Desiste de resistir à luz do sol e aceita o tapa daquela mão amarelada em seu
rosto. Era agora, ou, era logo antes de agora, ou melhor, já era. E ele não
estava lá. Atrasado! Mugiu a vaca de dentro da caixa de leite. O líquido branco
escorreu pela barba rala – não adiantava mais correr. Liga o chuveiro e ensaboa
o corpo. A água quente limpando o suor da noite anterior. Não sabia qual seria
o próximo passo. Tentava se concentrar. Atrasado! Zuniam as abelhas de dentro
do seu ouvido. Lembrou-se de tudo num estalo. Teria que correr para chegar na
hora e local devido. Lamentou-se, pois não chegaria a tempo, por mais que
tentasse. Ainda assim vestiu-se e foi. Não sabia bem o motivo, apenas tinha
aquela estranha convicção que tinha que estar ali. Atrasado! Murmuravam os
passos naquele beco já seu velho conhecido. O cheiro inundou-o de memórias.
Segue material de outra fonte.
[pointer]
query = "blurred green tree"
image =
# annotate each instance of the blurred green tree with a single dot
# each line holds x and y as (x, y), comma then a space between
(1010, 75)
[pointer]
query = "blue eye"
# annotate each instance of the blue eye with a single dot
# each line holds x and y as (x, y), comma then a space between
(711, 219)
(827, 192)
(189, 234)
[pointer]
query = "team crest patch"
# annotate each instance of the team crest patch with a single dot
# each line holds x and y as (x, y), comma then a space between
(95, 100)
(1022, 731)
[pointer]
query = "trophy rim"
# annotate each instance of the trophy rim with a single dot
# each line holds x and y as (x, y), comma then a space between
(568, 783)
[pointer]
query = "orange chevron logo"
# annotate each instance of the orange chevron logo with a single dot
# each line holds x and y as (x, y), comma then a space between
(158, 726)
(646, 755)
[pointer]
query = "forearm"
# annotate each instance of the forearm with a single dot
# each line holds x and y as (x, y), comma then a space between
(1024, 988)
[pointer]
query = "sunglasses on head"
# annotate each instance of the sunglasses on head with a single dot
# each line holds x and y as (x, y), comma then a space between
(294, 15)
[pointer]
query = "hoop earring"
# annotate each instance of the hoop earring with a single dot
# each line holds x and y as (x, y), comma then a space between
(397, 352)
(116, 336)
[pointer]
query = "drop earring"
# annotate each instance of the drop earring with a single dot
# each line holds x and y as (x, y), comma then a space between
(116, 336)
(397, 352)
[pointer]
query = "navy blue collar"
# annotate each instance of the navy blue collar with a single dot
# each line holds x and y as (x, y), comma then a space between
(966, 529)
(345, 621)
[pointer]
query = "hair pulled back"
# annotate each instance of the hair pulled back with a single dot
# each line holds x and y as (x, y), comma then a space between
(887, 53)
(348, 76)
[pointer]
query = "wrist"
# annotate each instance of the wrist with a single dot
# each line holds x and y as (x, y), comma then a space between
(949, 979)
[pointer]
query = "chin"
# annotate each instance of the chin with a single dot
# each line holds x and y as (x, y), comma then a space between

Sol
ao alto, neblina abaixo. A visão tornava-se turva em meio aquela fraca fumaça
molhada. À medida que ia chegando perto
seu coração aumentava o ritmo. Atrasado! Gritava o sangue em suas veias. Embora
não o visse, podia sentir seu gosto no ar. Aquele doce veneno nunca deixaria
sua boca. Seria esse o preço a pagar? Aproximou-se lentamente. De repente o
ouviu – de um mero gemido a um grito estridente. Atrasado! Insiste o despertador...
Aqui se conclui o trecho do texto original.